Manijeh Razeghi
Northwestern University, United StatesFor pioneering work on optoelectronic quantum devices.
Manijeh’s education started when she was a young girl growing up in Iran. Her parents and grandparents taught her the importance of education and made sure she understood that it was the path to success. Her parents, extended family, and teachers all played a major role in the development of her career and in her life in general.
In school, she was lucky to have many excellent teachers and professors that opened her eyes to the infinite and exciting world of science. When it came time for college, she received a fellowship that allowed her to go to France to study. She studied crystals and the atom, and began to research phase change. It was at this time that she started to ask questions about the applications of phase transition.
In 1981, she went to Thompson-CSF in Orsay, France. She only planned to stay there for a month to conduct some research, but she ended up staying for 10 years. Her desire to return home to Iran was blocked by the Iranian Revolution. Her time at CSF was an excellent opportunity to gain more background knowledge of the field and continue her research. While there she developed fundamental tools that enabled her to achieve high purity semiconductor crystals with a consistency and reliability that was unmatched.
Her research successes led to numerous job offers in 1991. She chose to go to Northwestern University, USA, because of the opportunity to create something new. She asked herself, “Who am I? What can I do? How can I be a role model for others?” Today, she is Walter P. Murphy Professor of Electrical Engineering and Computer Science and Director of the Center for Quantum Devices at Northwestern. She is the founder of the Center and has seen it develop from a mere vision into a world-class research laboratory. In addition to creating the Center, she also developed the department’s graduate and undergraduate programs in solid state engineering.

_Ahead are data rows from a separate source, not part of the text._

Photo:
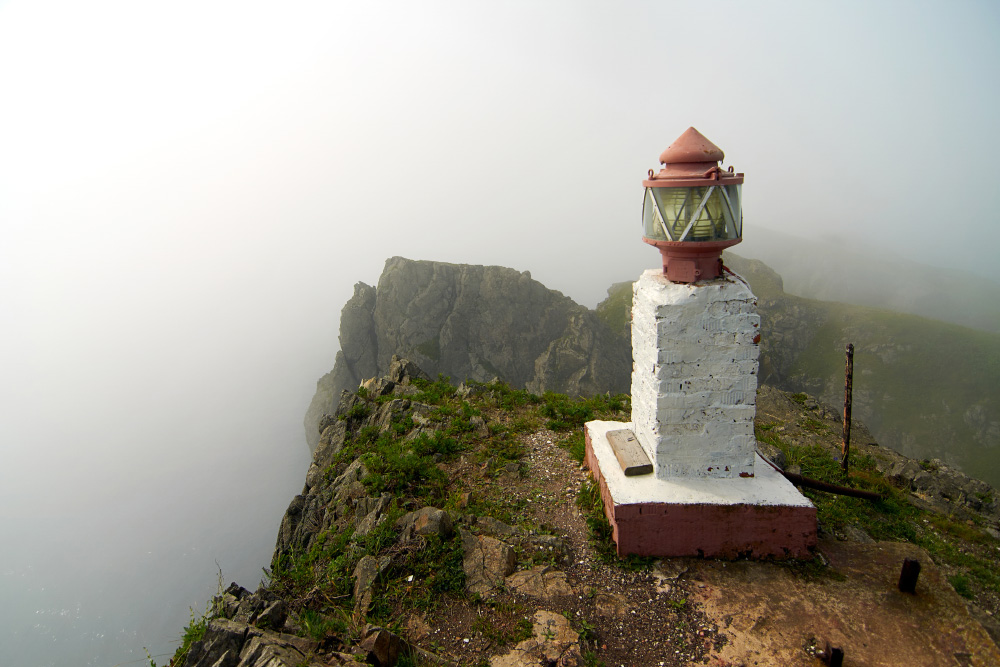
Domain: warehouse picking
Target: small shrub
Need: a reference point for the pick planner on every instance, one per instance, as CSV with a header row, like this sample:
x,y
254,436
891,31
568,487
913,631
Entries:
x,y
961,585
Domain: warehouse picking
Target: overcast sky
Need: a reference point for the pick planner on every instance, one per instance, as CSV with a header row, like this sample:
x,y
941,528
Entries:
x,y
189,190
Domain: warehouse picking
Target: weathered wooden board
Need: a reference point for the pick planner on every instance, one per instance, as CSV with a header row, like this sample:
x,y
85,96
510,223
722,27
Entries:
x,y
630,454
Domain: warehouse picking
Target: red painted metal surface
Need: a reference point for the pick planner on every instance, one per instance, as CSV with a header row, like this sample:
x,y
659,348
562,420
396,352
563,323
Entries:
x,y
692,161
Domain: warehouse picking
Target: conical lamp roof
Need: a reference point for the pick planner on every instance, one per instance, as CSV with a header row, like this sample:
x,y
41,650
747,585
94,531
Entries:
x,y
692,146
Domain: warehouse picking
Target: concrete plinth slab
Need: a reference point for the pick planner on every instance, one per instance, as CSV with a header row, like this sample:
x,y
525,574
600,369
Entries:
x,y
760,516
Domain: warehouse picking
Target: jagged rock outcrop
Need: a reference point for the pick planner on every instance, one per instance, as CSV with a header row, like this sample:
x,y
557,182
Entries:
x,y
471,322
447,533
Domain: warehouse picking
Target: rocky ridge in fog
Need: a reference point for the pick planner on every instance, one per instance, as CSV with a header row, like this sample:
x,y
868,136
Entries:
x,y
393,553
926,388
471,322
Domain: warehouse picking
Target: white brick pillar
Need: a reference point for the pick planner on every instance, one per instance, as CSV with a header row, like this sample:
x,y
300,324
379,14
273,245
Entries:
x,y
694,375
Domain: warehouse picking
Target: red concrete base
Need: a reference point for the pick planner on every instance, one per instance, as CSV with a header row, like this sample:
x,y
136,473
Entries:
x,y
758,517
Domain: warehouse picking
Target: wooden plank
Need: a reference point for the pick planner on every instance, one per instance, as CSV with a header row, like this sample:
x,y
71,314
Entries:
x,y
630,454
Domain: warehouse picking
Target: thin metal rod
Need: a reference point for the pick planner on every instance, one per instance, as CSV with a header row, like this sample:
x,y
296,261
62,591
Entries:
x,y
848,390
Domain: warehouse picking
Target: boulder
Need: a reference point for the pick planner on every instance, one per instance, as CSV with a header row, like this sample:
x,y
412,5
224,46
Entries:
x,y
486,561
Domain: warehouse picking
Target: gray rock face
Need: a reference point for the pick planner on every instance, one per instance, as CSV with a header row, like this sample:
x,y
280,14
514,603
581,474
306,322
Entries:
x,y
471,322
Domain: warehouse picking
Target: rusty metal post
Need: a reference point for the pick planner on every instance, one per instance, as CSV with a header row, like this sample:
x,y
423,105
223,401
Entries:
x,y
833,656
908,576
848,390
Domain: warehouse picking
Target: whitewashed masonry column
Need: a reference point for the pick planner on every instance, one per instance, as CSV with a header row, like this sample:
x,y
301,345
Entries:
x,y
695,354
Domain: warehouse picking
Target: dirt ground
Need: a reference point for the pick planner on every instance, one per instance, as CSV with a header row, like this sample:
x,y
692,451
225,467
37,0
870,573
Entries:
x,y
694,611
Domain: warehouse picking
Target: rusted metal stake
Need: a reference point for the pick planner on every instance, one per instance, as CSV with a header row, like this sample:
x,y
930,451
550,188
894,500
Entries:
x,y
848,389
908,576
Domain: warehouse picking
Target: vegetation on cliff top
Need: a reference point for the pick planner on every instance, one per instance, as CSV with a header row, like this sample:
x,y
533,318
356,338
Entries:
x,y
467,454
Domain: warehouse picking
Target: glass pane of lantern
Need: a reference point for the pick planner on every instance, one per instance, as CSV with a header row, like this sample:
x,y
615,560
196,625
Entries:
x,y
652,220
711,222
714,221
735,193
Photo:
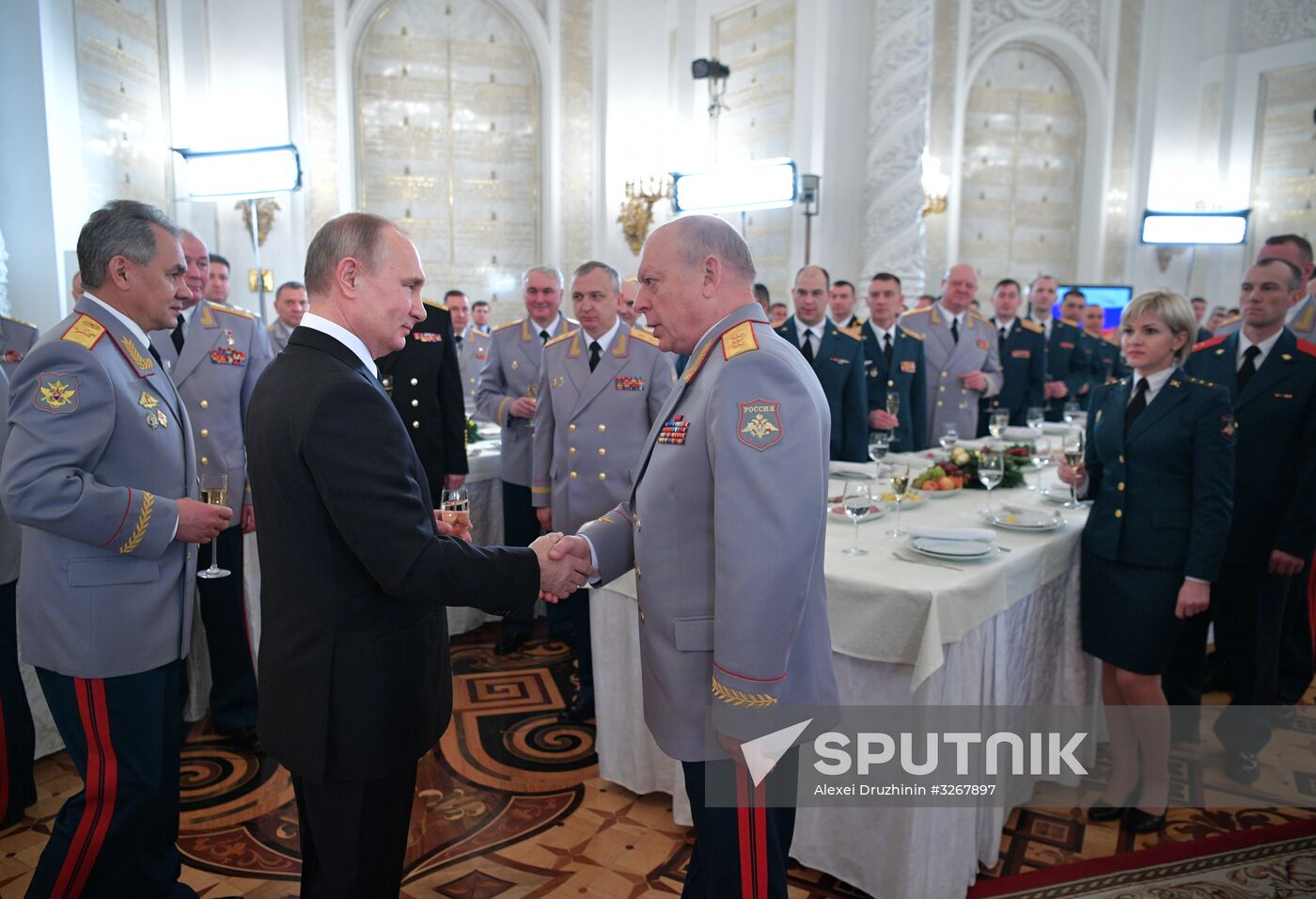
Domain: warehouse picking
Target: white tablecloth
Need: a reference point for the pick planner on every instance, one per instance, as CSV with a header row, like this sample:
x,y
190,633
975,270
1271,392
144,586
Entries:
x,y
999,633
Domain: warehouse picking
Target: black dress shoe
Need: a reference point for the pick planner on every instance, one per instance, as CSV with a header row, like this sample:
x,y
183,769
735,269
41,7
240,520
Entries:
x,y
509,644
1241,766
1141,822
578,712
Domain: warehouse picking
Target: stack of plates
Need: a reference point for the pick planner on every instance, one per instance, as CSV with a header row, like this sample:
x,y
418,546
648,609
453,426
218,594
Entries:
x,y
950,549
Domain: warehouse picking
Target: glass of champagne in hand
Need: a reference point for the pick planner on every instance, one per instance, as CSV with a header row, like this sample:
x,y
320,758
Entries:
x,y
456,511
214,491
1073,450
857,503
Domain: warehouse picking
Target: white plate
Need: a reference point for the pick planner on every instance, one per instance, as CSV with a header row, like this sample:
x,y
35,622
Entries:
x,y
950,547
838,513
1024,520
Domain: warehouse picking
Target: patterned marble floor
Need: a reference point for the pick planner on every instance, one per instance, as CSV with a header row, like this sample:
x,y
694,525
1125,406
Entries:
x,y
509,806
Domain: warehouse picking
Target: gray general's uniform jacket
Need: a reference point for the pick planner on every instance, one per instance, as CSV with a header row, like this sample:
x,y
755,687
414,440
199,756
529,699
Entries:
x,y
101,450
223,358
726,532
16,339
510,372
471,352
949,402
591,427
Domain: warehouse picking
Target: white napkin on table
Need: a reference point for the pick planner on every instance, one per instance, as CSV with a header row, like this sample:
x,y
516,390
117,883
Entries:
x,y
953,533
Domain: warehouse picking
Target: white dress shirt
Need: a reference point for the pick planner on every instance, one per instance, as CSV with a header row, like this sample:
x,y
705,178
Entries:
x,y
344,336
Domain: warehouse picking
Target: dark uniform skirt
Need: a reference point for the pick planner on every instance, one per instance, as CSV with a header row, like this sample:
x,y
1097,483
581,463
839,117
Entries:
x,y
1128,613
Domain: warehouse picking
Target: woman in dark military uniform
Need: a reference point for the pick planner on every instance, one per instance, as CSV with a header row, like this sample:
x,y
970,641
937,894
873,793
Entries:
x,y
1160,467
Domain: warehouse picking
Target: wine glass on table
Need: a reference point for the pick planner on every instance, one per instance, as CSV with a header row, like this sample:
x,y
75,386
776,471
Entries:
x,y
454,510
214,491
1040,457
857,503
991,471
879,441
899,486
1073,450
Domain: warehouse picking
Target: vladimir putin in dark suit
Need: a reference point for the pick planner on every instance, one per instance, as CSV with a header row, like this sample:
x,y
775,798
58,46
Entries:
x,y
357,573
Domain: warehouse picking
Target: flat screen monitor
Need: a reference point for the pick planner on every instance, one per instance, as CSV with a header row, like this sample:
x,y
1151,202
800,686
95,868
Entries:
x,y
1114,298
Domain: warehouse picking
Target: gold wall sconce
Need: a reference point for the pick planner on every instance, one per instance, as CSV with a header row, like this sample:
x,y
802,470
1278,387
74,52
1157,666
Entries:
x,y
637,210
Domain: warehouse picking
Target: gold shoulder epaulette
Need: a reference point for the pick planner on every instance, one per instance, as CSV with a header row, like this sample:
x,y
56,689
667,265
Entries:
x,y
232,311
644,336
85,331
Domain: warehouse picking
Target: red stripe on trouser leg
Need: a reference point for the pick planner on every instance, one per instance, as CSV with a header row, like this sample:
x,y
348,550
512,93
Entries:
x,y
109,786
744,829
91,794
760,839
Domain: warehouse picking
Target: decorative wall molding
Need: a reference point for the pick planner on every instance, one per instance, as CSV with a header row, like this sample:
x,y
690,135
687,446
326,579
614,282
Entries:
x,y
899,83
1270,23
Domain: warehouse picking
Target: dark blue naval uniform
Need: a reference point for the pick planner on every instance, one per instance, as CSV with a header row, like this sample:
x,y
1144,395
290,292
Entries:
x,y
1023,359
1069,358
838,364
905,375
1274,507
1164,495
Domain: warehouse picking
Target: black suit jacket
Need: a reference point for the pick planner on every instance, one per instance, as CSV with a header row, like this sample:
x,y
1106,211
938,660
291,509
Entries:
x,y
437,418
354,671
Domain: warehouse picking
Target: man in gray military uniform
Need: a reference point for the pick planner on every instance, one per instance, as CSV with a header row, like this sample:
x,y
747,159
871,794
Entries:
x,y
961,352
601,391
473,348
290,305
16,339
101,471
1300,318
509,384
214,355
724,528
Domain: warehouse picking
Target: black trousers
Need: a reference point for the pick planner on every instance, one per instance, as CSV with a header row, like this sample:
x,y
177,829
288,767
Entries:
x,y
1247,608
1295,648
740,850
354,835
17,736
520,528
116,836
233,698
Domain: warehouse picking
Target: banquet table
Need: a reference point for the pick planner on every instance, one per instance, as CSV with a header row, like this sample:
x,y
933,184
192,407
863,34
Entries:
x,y
996,632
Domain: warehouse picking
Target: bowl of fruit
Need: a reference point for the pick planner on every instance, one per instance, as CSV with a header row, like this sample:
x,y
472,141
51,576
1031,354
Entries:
x,y
940,481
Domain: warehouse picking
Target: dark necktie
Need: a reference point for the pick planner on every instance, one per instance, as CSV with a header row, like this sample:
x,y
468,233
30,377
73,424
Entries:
x,y
1249,365
1136,405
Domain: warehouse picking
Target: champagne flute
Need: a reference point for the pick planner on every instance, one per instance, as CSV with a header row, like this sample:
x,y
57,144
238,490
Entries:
x,y
879,441
899,484
991,471
949,436
1042,457
1073,450
456,510
857,503
214,491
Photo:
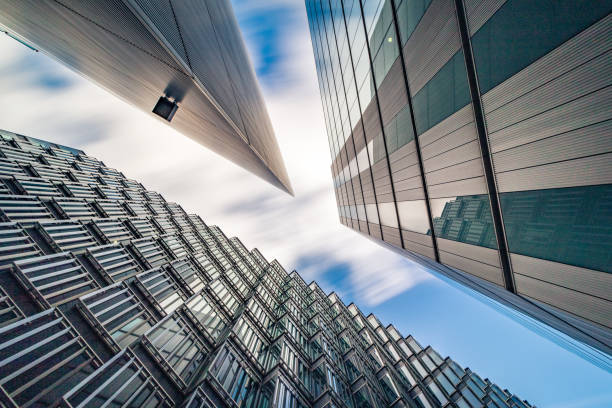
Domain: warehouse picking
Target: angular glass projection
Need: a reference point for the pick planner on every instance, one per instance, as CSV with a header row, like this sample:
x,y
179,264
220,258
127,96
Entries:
x,y
190,53
188,319
474,137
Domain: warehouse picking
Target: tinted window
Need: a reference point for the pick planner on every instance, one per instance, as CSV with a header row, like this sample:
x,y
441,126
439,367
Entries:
x,y
522,31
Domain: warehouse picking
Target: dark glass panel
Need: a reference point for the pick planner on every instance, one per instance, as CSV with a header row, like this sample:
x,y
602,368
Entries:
x,y
567,225
522,31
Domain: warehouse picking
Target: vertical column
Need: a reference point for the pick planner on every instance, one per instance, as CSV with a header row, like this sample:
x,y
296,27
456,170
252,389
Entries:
x,y
481,130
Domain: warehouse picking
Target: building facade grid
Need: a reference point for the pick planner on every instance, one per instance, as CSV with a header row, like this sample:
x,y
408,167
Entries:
x,y
98,312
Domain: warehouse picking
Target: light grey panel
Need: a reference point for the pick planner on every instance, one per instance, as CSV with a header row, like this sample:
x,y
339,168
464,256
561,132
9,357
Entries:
x,y
484,271
162,18
579,172
477,253
410,195
392,236
404,156
434,41
583,47
465,152
469,169
479,11
418,248
107,43
591,308
458,188
590,109
454,122
590,140
450,141
571,277
422,239
414,182
585,79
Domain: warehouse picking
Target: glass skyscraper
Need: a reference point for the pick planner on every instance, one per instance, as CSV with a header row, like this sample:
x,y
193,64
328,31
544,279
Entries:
x,y
112,296
475,137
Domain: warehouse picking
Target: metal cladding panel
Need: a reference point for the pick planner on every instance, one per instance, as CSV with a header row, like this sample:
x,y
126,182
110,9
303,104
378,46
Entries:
x,y
479,269
479,11
434,41
117,45
392,97
584,280
592,308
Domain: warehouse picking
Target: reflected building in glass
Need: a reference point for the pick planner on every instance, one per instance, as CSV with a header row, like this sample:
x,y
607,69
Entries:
x,y
475,137
112,296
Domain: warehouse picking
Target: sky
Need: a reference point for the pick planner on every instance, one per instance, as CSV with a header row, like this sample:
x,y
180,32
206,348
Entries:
x,y
41,98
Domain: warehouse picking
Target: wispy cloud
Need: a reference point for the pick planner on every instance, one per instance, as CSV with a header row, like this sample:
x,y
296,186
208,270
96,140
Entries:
x,y
302,232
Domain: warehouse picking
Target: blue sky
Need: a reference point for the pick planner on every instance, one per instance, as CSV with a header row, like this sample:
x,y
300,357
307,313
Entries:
x,y
43,99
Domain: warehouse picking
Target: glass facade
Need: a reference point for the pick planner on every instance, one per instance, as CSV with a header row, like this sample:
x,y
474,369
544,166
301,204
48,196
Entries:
x,y
478,136
179,315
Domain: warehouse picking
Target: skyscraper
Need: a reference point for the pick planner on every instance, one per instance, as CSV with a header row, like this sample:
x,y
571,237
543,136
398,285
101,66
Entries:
x,y
112,296
182,60
475,137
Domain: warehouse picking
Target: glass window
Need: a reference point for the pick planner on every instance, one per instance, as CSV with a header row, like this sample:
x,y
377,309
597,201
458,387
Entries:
x,y
567,225
443,95
522,31
464,219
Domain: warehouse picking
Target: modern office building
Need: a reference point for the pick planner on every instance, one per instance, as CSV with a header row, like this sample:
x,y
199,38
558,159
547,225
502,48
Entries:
x,y
476,137
112,296
182,60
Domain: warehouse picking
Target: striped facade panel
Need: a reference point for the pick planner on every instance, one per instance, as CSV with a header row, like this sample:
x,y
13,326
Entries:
x,y
432,44
452,157
392,236
392,98
575,282
555,131
382,182
477,260
368,187
375,230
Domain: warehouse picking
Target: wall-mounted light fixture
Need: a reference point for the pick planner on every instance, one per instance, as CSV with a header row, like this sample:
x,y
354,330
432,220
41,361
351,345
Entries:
x,y
166,108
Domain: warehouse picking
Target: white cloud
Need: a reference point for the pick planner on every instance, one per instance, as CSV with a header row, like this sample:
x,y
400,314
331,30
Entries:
x,y
304,228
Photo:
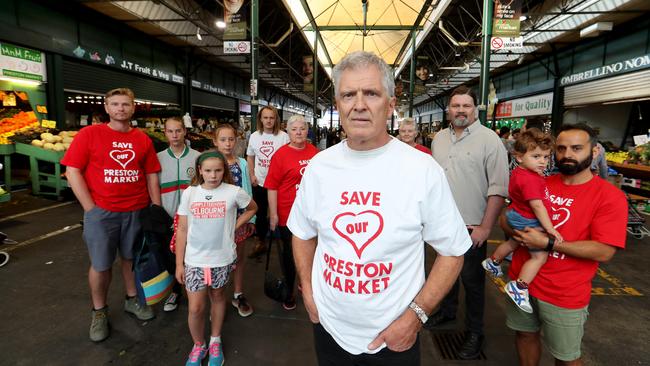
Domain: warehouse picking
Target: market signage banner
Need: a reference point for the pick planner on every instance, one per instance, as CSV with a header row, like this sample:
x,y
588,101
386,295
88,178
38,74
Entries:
x,y
538,105
213,89
505,22
235,15
109,60
22,63
633,64
236,47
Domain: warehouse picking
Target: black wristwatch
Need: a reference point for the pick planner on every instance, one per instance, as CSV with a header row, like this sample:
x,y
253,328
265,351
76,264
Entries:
x,y
551,243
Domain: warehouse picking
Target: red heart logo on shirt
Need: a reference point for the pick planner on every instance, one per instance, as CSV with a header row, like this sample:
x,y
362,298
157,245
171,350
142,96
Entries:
x,y
123,157
359,229
267,150
560,216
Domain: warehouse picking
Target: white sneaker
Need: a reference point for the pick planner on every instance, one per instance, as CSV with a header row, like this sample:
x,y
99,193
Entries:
x,y
492,268
171,303
519,296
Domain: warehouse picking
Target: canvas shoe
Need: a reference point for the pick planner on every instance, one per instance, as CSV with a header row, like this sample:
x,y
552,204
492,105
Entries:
x,y
519,296
492,268
131,305
289,304
99,327
171,303
243,307
216,354
196,355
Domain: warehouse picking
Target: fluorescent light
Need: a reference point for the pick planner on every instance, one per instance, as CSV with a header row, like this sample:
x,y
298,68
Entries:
x,y
20,81
627,101
595,29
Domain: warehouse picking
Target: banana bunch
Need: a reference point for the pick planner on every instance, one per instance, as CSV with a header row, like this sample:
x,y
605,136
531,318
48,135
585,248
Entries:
x,y
617,157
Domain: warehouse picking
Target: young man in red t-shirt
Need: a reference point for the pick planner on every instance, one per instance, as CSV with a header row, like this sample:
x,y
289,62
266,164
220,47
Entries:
x,y
112,170
591,216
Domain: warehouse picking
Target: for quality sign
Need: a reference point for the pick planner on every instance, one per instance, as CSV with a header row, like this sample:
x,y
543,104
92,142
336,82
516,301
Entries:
x,y
230,47
506,43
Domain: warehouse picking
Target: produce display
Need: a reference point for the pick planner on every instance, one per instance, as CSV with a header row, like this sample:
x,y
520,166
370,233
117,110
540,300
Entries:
x,y
617,157
640,155
60,142
14,121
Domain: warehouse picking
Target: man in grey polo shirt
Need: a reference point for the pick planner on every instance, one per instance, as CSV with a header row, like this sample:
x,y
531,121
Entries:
x,y
476,164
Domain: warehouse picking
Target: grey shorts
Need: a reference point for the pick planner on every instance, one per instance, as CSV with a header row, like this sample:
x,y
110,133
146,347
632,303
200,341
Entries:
x,y
106,232
197,279
562,329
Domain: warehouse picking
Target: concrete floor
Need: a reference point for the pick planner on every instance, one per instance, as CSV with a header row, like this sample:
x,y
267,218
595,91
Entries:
x,y
45,309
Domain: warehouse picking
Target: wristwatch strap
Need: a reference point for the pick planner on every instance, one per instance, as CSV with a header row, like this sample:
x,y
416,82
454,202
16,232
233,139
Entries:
x,y
419,312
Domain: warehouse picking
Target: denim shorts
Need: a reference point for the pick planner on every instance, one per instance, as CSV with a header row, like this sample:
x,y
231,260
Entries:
x,y
518,222
197,279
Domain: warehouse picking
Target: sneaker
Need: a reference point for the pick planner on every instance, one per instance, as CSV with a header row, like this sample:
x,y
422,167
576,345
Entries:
x,y
519,296
171,303
131,305
492,268
216,355
243,307
196,355
99,327
289,304
258,251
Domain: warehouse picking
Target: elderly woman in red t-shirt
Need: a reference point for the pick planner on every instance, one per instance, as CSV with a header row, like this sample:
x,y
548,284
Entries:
x,y
285,173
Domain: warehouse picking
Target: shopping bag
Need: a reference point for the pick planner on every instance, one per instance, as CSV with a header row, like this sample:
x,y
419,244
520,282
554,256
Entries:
x,y
274,287
153,282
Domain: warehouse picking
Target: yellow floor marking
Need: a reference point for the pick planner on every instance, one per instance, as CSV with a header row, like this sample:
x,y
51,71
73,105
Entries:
x,y
619,288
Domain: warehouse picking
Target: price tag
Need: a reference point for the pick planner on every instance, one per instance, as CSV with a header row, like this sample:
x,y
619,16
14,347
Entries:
x,y
48,123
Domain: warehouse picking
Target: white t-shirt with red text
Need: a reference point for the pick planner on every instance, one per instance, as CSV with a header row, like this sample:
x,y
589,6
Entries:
x,y
371,211
263,146
114,165
211,217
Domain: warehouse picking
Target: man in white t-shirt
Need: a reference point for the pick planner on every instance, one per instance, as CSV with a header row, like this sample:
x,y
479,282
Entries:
x,y
262,144
371,201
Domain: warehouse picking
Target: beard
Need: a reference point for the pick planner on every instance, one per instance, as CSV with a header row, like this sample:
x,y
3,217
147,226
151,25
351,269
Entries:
x,y
573,167
457,122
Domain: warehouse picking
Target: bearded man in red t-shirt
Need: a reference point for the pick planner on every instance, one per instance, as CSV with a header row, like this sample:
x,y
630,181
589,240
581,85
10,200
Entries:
x,y
112,169
591,216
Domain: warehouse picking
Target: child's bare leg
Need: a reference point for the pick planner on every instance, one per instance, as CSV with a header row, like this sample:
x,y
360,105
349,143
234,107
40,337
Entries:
x,y
531,267
196,314
217,310
503,250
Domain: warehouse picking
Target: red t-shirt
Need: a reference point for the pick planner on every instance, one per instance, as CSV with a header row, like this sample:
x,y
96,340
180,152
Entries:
x,y
114,165
526,185
285,173
424,149
595,210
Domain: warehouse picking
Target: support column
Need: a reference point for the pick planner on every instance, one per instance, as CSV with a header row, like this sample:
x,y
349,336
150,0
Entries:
x,y
315,101
412,75
54,89
485,60
254,58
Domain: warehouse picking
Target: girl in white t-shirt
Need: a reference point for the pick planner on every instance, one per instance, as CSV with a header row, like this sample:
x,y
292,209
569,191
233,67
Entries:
x,y
205,248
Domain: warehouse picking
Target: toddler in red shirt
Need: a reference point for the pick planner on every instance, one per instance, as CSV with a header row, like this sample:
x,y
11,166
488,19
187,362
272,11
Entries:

Manijeh says that discipline, motivation, knowledge, hard work, and curiosity are important in achieving dreams and goals. She advises others to “be curious about science and discover something new every day.” She adds that science is interdisciplinary and therefore researchers need to know at least something about everything. She finds all aspects of science exciting and thinks that discovery and learning are never-ending. She believes that the main objective for all researchers is the same: to understand the world’s problems and figure out how their research can help solve those problems.